25 Our study yields the opposite conclusion. In particular, prior empirical studies show that good performance relative to target is associated with nominal target revisions upward. We replicate this finding but also point out that nominal target revisions are not associated with real target revisions. In other words, revising targets upward does not imply that they become more difficult to achieve as assumed in prior theoretical work. Consequently, much of the existing evidence sheds light on firms’ target-setting practices but does not resolve the fundamental question whether revising targets based on past performance undermines incentives.

We find that exceeding targets in one period renders future targets easier to achieve despite the fact that they are nominally revised upward. This is consistent with the standard theoretical prescription of making a commitment to reward well-performing managers with rents that persist over time (Baron and Besanko 1984). This finding also helps reconcile the seemingly contradictory findings that, on the one hand, targets are revised upward following favorable past performance and, on the other hand, performance relative to target and corresponding incentive compensation is serially correlated over time (Indjejikian and Nanda 2002).
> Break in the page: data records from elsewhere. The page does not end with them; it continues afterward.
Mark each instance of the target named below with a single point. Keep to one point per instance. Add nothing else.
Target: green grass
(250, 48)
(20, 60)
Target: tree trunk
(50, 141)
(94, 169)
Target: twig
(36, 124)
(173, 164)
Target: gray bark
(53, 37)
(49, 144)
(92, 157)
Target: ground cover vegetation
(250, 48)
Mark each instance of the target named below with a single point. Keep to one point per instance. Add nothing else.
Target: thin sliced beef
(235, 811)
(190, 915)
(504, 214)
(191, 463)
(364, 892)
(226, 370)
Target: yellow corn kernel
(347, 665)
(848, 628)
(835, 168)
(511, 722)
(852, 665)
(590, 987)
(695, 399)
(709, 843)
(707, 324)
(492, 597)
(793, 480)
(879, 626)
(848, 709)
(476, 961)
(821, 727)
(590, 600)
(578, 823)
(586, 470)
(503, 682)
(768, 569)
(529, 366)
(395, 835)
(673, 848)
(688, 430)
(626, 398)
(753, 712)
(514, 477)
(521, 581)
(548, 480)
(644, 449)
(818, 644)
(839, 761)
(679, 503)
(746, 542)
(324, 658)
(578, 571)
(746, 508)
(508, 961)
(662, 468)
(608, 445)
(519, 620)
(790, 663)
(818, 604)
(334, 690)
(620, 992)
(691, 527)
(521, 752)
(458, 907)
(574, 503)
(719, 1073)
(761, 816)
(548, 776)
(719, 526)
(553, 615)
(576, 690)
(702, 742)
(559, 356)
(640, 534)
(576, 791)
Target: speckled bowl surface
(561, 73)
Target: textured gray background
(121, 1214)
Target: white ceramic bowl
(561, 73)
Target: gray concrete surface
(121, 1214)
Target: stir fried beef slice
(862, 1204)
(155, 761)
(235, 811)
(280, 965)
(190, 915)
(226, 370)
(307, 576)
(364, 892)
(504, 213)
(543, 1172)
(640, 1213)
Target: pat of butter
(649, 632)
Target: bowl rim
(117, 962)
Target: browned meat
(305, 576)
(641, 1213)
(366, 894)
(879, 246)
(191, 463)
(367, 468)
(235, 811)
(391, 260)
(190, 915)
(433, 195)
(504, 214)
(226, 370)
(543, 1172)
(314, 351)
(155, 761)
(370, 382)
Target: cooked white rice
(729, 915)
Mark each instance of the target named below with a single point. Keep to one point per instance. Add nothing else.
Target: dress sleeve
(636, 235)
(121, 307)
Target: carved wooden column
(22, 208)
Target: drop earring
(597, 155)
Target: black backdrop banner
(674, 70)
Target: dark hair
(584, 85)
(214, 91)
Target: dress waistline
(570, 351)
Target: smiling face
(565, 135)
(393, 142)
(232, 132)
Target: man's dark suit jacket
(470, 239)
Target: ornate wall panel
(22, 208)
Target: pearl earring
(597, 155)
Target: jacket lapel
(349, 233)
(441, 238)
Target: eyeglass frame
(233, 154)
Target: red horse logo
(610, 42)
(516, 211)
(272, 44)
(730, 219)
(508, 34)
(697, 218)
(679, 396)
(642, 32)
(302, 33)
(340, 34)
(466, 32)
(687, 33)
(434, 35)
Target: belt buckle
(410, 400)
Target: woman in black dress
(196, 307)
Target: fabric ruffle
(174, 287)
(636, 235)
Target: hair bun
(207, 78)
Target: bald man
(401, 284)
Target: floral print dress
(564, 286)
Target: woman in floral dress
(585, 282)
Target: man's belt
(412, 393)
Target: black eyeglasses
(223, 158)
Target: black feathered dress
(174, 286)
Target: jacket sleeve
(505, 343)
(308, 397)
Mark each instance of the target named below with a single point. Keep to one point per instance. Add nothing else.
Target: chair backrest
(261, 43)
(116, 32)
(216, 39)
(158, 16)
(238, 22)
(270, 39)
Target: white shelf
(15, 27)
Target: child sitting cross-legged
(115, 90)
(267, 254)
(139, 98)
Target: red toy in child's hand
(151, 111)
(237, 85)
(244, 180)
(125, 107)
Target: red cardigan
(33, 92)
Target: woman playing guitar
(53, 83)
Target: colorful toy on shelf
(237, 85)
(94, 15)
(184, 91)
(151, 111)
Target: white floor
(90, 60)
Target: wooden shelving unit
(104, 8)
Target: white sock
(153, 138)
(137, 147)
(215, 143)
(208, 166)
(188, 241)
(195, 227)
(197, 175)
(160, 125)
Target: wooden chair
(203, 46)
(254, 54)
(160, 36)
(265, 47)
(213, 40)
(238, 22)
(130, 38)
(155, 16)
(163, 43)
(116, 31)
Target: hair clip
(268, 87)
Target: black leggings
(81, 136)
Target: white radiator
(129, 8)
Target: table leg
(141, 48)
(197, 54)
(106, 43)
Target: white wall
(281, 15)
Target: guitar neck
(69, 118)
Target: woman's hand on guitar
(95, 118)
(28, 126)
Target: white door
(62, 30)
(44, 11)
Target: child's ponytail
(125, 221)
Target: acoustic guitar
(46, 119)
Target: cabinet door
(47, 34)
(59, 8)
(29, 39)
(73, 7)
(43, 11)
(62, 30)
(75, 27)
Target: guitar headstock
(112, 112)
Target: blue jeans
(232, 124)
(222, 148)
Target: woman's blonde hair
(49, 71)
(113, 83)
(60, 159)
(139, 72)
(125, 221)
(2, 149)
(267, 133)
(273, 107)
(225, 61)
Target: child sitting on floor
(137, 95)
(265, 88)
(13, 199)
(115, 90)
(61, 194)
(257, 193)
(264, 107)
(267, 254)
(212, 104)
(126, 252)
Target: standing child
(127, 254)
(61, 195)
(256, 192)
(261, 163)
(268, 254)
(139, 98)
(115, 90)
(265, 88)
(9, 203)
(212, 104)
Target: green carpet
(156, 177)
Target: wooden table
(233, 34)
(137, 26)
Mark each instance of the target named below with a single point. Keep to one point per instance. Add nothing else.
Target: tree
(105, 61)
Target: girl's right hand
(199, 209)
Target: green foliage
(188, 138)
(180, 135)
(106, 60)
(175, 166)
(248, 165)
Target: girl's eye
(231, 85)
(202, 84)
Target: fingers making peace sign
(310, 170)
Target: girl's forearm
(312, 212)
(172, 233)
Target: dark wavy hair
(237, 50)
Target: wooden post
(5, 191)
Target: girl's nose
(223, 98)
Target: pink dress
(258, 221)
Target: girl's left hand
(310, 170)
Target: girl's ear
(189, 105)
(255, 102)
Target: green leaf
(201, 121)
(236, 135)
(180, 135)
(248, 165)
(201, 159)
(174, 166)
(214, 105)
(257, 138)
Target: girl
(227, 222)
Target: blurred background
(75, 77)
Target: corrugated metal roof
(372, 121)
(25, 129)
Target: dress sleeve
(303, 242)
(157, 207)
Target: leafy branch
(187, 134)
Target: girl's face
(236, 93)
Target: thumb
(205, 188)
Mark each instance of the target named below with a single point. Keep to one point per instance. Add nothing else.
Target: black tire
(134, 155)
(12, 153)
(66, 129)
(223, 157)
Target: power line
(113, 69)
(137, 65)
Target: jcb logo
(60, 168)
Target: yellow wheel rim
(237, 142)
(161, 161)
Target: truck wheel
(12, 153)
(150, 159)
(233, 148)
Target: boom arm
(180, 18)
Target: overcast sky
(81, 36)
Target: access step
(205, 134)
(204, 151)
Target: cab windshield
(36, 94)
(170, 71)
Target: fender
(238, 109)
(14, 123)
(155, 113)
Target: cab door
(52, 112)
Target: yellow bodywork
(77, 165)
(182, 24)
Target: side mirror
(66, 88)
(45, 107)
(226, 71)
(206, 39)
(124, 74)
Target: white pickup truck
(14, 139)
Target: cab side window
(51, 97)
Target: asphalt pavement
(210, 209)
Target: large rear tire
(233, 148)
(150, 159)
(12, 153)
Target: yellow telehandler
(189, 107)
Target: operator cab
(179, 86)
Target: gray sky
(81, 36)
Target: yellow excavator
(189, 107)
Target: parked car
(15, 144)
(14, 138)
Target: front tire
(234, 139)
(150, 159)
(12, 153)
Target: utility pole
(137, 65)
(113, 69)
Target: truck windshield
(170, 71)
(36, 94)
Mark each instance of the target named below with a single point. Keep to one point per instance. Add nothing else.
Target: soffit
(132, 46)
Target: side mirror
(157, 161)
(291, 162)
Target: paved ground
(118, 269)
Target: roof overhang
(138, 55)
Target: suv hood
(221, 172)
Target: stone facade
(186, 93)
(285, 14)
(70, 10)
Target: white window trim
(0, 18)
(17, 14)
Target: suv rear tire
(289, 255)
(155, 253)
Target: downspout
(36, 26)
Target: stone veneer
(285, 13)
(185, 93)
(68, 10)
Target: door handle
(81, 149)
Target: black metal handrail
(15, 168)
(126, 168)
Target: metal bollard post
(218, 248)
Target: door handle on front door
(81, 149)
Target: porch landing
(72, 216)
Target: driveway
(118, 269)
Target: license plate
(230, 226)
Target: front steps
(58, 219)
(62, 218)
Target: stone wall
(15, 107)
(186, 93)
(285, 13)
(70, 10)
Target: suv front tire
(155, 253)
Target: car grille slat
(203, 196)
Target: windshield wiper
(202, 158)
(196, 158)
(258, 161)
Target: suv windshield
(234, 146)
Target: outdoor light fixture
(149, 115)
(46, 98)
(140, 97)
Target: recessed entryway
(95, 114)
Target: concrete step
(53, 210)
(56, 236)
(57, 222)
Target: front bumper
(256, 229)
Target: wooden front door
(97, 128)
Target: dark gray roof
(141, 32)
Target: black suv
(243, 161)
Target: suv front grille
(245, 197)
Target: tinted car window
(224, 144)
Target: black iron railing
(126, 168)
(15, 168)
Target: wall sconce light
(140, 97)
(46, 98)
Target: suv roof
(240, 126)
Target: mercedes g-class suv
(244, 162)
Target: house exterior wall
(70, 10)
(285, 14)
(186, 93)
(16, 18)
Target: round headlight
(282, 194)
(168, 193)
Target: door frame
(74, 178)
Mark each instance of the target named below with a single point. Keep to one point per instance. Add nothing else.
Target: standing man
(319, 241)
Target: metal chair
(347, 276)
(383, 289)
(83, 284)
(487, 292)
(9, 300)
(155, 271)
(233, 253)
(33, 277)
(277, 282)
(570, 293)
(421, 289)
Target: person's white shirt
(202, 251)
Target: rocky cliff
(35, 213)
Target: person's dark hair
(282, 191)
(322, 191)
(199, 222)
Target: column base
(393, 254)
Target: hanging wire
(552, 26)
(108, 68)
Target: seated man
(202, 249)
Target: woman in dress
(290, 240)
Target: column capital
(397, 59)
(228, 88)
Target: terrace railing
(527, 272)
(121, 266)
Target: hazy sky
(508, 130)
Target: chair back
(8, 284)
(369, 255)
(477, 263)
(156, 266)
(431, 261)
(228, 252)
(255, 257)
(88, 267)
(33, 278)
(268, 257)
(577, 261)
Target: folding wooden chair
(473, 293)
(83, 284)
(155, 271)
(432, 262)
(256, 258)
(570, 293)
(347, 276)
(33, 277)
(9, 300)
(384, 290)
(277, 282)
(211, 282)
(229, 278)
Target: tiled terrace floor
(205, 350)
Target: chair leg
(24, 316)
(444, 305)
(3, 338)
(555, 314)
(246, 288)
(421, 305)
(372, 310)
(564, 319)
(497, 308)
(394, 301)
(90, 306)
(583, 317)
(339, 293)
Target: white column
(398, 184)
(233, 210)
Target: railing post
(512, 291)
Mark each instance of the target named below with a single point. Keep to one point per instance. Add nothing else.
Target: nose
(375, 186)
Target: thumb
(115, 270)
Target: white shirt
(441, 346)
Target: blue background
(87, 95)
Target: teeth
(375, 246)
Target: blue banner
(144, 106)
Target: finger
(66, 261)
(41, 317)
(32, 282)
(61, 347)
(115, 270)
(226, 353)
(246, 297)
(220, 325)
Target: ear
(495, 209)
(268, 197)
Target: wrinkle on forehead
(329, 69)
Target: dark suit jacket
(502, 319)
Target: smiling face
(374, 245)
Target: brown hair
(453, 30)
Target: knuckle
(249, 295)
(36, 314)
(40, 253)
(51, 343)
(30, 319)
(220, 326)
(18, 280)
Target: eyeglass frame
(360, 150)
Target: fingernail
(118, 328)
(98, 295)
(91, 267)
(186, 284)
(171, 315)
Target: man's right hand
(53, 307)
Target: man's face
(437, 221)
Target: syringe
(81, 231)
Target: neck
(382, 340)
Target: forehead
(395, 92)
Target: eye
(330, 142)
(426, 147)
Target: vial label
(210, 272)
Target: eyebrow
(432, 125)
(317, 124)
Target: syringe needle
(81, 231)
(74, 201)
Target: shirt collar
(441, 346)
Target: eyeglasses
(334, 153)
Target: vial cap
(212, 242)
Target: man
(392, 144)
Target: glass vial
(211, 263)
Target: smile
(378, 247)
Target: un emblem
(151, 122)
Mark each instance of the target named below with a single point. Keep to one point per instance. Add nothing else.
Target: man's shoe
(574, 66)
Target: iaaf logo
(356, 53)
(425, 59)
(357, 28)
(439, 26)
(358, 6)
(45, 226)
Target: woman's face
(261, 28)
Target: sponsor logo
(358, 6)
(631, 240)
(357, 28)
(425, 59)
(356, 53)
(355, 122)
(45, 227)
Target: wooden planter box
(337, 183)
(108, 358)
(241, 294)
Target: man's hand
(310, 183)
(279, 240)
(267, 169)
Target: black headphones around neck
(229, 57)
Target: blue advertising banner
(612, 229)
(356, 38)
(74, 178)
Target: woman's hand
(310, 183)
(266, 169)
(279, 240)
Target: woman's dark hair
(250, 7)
Our study shows that both sets of findings can hold at the same time—the former finding pertains to nominal target revisions, whereas the latter finding pertains to real target revisions. Our study is the first to empirically document that nominal and real target revisions are not correlated, i.e., that higher targets are not necessarily more difficult to achieve.

Finally, we acknowledge some limitations of our research design. First, our main finding is based on a limited sample of 338 firm-year observations and need not generalize to other settings. The limited sample reflects the very high cost of collecting data for our study. Our survey panel is unique in that it collects data on year-to-year changes in perceived target difficulty, but the sample of 338 observations took more than four years to assemble and required

26 554 respondent-year participations in our surveys. Despite its limitations, our dataset is one of the largest sources of information on target ratcheting available to date.

Moreover, the key contribution of our paper is to reject the null hypothesis that exceeding targets in one period is penalized by next-period targets that are more difficult to achieve. We find evidence consistent with the opposite—good performance is associated with easier future targets—but even an insignificant results would cast doubt on the widely held belief that good performance is penalized by more difficult targets in the future.

Second, we acknowledge that many of our variables are measured with error. In particular, our key measure of real target revisions is based on respondents’ perceptions of target difficulty and therefore is inevitably hard to measure. However, constructing a new, albeit imperfect, measure of target revisions is important because it helps align empirical tests of target ratcheting with the underlying theoretical motivation. Regardless of the magnitude of a nominal target revision if managers perceive that their targets have become more difficult to achieve as a result of good performance, then their incentives to exert effort in the future are weakened.

Thus, measures of perceived target difficulty are inherently noisy but also central to studying target ratcheting issues in practice. We present a validation check providing reassurance that the measurement error in our proxy for real target revisions is contained. Moreover, measurement error can reduce the power of our statistical test but should not bias our results.